Cette persévérance lui a permis d’exceller dans presque toutes les matières. « En mathématiques, j’arrive à obtenir une note de 20/20. En anglais, mes notes varient entre 18  et 19/20. La matière malagasy est ma faiblesse. Il m’est arrivée d’obtenir 8/20, mais j’ai fait des grands efforts pour m’améliorer. Ma moyenne générale n’a jamais été au dessous de  17/20 », annonce-t-elle.

Autodidacte
Côté loisir, elle a un grand penchant pour les romans policiers et les « thrillers psychologiques ». Elle ne regarde pas beaucoup la télé et ne suit pas la mode.
Ny Ony envisage de continuer ses études à l’étranger. « Je souhaite beaucoup étudier aux États-Unis, au Canada, ou, pourquoi pas, en Angleterre. En attendant d’obtenir une bourse d’études dans ces pays, je vais concourir à l’Inscae. Je ne projette pas d’entrer à l’université publique de Madagascar, à cause des grèves périodiques qui pourraient me faire perdre du temps », se défend-elle.

Aéronaute
Son rêve est de devenir psychiatre. « Ce serait cool ! Mais il me faudra beaucoup de temps pour y arriver  et j’ignore si j’en aurais la patience. L’aéronautique m’intéresse également. En tout cas, j’aimerais travailler dans un organisme international pour pouvoir contribuer au développement de mon pays », anticipe-t-elle.
Le succès de Ny Ony est source de fierté pour ses proches. « Ny Ony est une jeune fille très intelligente et très studieuse. Son départ sera un grand manque dans l’étblissement », exprime la directrice du lycée Les Capucines, Lucie Razafindrainibe, avec un peu de chagrin.

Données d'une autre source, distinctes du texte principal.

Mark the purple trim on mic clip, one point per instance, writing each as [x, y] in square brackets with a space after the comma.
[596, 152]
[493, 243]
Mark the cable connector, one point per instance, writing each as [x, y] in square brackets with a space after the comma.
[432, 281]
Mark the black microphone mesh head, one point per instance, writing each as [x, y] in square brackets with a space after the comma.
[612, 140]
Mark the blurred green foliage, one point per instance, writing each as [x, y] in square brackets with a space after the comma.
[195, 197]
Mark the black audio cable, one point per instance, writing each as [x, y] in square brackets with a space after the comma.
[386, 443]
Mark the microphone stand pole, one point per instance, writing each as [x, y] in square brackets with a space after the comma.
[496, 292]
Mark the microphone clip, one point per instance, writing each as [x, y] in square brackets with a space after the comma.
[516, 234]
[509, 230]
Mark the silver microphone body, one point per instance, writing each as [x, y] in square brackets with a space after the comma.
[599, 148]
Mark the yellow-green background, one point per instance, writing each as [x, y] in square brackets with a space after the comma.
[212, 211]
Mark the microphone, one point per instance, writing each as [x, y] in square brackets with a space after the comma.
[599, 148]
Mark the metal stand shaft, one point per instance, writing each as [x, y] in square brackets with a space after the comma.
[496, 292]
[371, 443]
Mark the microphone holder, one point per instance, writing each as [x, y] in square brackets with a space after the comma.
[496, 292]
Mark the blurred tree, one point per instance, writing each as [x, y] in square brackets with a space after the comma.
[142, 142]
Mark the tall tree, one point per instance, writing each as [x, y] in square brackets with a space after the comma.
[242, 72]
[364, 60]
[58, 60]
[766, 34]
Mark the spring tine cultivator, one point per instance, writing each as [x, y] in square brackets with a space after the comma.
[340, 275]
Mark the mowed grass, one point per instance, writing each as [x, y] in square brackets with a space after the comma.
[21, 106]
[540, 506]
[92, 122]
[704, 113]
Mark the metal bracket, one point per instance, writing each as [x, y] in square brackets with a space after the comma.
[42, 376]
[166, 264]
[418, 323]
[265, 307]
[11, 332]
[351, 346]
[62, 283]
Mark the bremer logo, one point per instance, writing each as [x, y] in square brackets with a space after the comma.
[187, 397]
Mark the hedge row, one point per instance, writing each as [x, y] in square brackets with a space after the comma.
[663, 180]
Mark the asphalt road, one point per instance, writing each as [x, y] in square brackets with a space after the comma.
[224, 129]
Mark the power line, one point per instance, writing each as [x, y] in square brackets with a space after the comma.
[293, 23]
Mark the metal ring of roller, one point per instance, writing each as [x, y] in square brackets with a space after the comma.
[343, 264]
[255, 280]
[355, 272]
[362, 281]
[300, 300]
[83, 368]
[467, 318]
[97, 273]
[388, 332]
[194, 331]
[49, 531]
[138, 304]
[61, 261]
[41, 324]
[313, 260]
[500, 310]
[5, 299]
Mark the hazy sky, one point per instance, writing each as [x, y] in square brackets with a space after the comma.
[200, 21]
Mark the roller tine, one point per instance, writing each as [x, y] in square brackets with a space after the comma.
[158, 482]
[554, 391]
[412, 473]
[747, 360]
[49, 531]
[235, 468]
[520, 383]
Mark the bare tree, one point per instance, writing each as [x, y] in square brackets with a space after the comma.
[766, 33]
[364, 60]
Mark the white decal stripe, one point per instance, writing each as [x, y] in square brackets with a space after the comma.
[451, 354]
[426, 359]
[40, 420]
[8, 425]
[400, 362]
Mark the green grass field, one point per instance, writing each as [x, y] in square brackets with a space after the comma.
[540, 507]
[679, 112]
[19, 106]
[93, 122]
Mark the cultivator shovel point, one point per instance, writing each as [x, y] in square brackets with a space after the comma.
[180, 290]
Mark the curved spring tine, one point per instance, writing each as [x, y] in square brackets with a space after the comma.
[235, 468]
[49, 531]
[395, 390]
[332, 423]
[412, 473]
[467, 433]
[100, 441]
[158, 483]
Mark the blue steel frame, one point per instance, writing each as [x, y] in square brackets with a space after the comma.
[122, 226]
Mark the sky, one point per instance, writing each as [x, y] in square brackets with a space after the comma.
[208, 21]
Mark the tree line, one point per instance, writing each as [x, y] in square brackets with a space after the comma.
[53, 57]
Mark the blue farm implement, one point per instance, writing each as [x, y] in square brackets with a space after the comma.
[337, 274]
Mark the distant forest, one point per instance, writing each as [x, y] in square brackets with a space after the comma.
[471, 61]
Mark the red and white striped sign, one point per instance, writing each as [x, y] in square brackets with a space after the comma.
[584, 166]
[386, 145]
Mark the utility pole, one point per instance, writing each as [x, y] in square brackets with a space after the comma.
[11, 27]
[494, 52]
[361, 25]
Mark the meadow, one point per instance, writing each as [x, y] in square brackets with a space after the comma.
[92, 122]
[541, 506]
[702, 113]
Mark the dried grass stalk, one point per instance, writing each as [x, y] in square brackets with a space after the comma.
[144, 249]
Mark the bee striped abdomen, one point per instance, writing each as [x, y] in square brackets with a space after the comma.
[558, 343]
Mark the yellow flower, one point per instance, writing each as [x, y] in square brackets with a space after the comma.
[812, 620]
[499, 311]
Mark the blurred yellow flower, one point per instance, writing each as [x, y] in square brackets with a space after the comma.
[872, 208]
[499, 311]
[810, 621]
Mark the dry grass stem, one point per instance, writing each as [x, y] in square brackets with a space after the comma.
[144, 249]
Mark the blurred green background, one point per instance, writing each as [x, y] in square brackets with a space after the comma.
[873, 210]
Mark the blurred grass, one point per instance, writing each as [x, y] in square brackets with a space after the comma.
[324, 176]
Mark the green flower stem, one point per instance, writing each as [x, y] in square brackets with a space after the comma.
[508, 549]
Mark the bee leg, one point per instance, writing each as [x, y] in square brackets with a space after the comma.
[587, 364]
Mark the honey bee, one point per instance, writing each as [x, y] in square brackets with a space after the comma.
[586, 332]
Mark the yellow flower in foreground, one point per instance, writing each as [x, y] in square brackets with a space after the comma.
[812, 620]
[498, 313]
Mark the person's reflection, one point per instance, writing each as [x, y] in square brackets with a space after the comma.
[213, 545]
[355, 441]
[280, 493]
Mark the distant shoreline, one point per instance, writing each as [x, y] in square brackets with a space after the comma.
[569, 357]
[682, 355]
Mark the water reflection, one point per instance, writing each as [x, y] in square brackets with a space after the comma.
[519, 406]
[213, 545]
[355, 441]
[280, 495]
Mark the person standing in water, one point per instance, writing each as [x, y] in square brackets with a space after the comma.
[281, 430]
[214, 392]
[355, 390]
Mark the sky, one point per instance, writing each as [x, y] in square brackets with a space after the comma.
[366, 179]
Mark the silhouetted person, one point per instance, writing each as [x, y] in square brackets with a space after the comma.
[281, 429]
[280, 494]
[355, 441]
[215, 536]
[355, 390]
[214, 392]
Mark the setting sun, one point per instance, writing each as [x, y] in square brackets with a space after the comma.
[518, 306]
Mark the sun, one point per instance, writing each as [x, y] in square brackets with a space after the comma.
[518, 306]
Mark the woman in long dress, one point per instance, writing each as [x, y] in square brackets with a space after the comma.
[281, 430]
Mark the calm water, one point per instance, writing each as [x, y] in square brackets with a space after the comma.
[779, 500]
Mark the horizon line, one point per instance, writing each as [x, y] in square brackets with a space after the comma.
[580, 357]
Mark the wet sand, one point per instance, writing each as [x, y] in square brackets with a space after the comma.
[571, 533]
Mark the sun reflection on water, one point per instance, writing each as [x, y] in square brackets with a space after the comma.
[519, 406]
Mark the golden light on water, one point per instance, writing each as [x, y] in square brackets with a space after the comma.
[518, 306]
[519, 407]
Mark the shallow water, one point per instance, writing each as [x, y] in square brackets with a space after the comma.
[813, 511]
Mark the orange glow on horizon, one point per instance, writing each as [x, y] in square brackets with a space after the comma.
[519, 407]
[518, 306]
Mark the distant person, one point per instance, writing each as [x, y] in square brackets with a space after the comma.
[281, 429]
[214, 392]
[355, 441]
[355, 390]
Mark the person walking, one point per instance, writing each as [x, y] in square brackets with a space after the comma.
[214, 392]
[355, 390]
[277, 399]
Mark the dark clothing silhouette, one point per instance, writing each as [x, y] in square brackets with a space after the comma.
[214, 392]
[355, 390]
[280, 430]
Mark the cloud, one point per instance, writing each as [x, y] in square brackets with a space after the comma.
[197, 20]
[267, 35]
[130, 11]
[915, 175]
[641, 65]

« Cette victoire, je la dédie à ma famille, surtout à ma mère, qui fait tout son possible pour que je fréquente une école privée, bien qu’on ne soit pas une famille riche. L’étude est la seule clé de réussite dans la vie, alors, il faut foncer dessus. » Un message qu’elle voudrait passer à sa famille et aux jeunes.